Los balances de las tragedias son fríos, se calculan pero son incalculables pues el dolor no se registra: números, datos, tantos por ciento, fallecidos, heridos, los que vinieron, los que se fueron, los que se han quedado con la certidumbre de que serán expulsados, los menores no acompañados, los feriantes, los comercios que cerraron sus persianas. El dolor y el sufrimiento son inmensurables.
Tal vez 100 muertos, tal vez más. Contar, calcular, medir, valorar; compartimentos estancos, ataúdes del olvido, memoria desmemoriada que olvidará el recuerdo de lo pasado. Las estadísticas mienten diciendo la verdad.
Ceuta, que es ignorada en los mapas de los telediarios, se ha mostrado al mundo abriendo el debate sobre la migración, la pobreza, las dictadura que apoya el capitalismo fanático, la Europa de los mercaderes, la guerra o los intereses de las naciones interesadas por ellas mismas a toda costa y por cualquier medio.
Cuando la tempestad se disipaba llegó la más absoluta de la epidemia que avanza a pasos agigantados:
Núcleo Nacional, una organización y partido político de extrema derecha con una ideología de corte neonazi en España, enfocado en atraer a jóvenes a través de redes sociales y protestas callejeras.
Alvise Pérez, populista, agitador en redes sociales, de extrema derecha por sus postulados nacionalistas, y anti-inmigración. Condenado por bulos, estafas, robos, un mafioso que presume luchar contra la mafia.
Santiago Abascal no vino a poner paz ni a calmar los ánimos, no habló de esperanza, de tolerancia, de unión de las fuerzas políticas ni del respaldo a cómo hemos decidido vivir en Ceuta.
Desde Elche, a cientos de kilómetros de Ceuta, he gastado horas hablando de nuestra tierra charlando con familiares, vecinos, amigos, compañeros y a todos los que se han interesado por el tema.
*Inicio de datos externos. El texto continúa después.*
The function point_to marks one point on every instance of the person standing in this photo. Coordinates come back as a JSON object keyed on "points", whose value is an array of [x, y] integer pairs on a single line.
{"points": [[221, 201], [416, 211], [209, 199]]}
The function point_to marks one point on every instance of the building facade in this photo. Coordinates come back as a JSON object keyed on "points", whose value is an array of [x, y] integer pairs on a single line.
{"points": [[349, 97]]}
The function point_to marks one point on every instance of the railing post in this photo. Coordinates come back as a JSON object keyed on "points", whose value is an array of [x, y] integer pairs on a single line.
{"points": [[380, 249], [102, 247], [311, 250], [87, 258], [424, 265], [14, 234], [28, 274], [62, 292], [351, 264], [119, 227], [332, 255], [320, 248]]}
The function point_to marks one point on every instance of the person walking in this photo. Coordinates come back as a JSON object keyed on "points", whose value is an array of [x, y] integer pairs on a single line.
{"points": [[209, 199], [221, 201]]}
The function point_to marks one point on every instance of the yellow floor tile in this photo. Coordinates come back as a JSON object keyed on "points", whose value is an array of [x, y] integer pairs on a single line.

La Ceuta de la libertad, la de la convivencia, la de la solidaridad, la Ceuta luchadora, la Ceuta de los que estamos al pie del “Cañonazo” para mejorarla en todos los sentidos.
Mucho he oído y leído de nuestro delegado del Gobierno: insultos, descréditos, acusado por no plantarle cara al Gobierno. No he escuchado nada sobre la impecable actuación para frenar a los grupos ultras que quisieron “incendiar Ceuta”.
No ha habido comentarios sobre la planificación, estrategias, fuerzas de seguridad y protocolo diseñado por el equipo de Miguel Triano.
¿De qué es culpable? ¿Sabemos qué puede hacer en una situación como la que hemos vivido mientras trabajaba hasta la extenuación escuchando “Pedro Sánchez, hijo de Puta”.
El no responder a los insultos, las provocaciones, las iras descontroladas; su silencio también es un grito que apacigua en los momentos de la tempestad.
Gracias en nombre de tantos que te conocemos.